HEV infections of humans in Europe are recognized as an
imported disease related to travel to endemic regions. However, indigenous transmission of HEV may also occur and
swine and rodents may act as a possible reservoir. Hepatitis E
from autochthonous HEV infection in industrialized countries is a distinct clinico-pathological and epidemiological
entity and more prevalent than previously considered. In Europe results of serological assays confirmed that exposure to
swine or their environment was associated with elevated
HEV seroprevalence. HEV in swine in USA and Europe is genetically closely related to HEVs isolates from humans. Human-HEV strain (US-2 strain) was transmissible to pigs and
caused hepatitis. Cases of food borne infection from consumption of raw or undercooked pork are mainly described
in Japan and rarely in Europe. A possible zoonotic transmission of HEV from direct contact between a pet pig and its
owner has recently occurred in France. Hepatitis E in humans is mostly self-limited and never progresses to chronicity. It has a higher severity, with death rates as high as 25%,
in pregnant women and in old men where the disease condition is accentuated by a fulminant liver failure with encephalopathy and coagulation disorders. Characteristic
pathological signs of acute hepatitis E in humans are severe
intralobular necrosis, polymorph inflammation, and acute
neutrophilic or seldom lymphocytic destructive cholangitis.
In hepatitis E from endemic countries severe cholangitis is
absent and portal inflammation milder.
Evidence of clinical disease or elevation of liver enzymes or
bilirubin is not found in pig naturally or experimentally infected with HEV. Mildly to moderately enlarged hepatic and
mesenteric lymph nodes are the only alterations observed at
necropsy. Microscopic liver exams show a mild to moderate
multifocal lymphoplasmacytic and histiocytic hepatitis, vacuolar degeneration and swelling of hepatocytes and individual necrotic or apoptotic hepatocytes. A strong immunohistochemical signal of HEV-antigen may be seen within a variable number of hepatocytes in multifocal lobules. A similar
microscopic liver damage is also found in cases of PCV-2 infection, but only in animals clinically affected by PWMS. Although some authors have found a very mild focal liver lymphocytic infiltrations in ″ 52% non virus infected control
pigs or in ″ 41% healthy slaughtered pigs, an asymptomatic
focal lymphocytic hepatitis seems to occur only in HEV infected pigs.

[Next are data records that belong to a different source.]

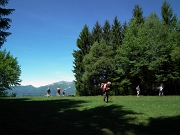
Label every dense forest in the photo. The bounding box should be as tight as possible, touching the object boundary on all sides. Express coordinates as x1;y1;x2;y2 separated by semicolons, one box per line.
72;1;180;96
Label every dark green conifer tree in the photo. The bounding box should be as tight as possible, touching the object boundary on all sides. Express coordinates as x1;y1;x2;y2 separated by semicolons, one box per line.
73;25;92;95
0;0;14;48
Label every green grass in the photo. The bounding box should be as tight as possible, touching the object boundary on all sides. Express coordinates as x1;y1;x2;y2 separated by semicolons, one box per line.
0;96;180;135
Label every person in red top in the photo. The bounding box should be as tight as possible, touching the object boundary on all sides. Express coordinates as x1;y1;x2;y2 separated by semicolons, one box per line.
57;86;61;96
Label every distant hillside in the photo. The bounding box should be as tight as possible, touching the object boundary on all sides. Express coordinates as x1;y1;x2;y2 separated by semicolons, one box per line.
11;81;76;97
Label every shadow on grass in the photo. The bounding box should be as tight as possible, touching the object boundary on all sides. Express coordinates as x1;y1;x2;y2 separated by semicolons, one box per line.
0;98;180;135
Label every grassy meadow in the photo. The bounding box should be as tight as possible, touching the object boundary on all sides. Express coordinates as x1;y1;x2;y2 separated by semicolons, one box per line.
0;96;180;135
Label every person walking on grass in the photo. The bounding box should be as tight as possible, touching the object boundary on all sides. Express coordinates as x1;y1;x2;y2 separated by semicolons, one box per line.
47;86;51;97
57;86;61;97
158;84;164;96
62;90;65;96
136;85;140;97
101;82;111;103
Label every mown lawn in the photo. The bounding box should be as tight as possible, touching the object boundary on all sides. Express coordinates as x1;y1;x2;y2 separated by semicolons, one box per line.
0;96;180;135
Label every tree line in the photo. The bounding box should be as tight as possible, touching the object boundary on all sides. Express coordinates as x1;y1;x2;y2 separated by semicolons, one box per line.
72;0;180;96
0;0;21;96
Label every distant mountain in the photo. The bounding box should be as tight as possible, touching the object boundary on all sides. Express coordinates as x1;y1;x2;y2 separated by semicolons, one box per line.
11;81;76;97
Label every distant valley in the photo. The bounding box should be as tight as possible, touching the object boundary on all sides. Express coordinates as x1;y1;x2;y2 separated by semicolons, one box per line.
10;81;76;97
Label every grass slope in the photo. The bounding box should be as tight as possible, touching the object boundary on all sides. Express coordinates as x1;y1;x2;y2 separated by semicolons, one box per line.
0;96;180;135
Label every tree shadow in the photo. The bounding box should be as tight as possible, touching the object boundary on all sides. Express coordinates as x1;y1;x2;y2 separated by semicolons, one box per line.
0;98;180;135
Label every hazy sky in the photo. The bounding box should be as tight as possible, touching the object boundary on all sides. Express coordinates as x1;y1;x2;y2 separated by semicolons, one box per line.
1;0;180;87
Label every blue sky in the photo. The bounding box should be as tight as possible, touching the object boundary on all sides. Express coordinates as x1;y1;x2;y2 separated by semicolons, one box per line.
1;0;180;87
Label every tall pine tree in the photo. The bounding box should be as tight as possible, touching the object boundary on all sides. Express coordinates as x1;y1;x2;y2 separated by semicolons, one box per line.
0;0;14;48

Human hepatic failure may someday be treated by
xenograft implantation of porcine liver. Since swine HEV
does not cause any clinical symptoms in the natural host
but is a likely zoonotic pathogen of which pigs are reservoirs and can infect human beings and cause hepatitis, pig
livers or cells from the livers of HEV-infected pigs may represent a risk for transmission of HEV from pigs to human
xenograft recipients.
KEY WORDS
Hepatitis E, HEV, human, swine, zoonosis.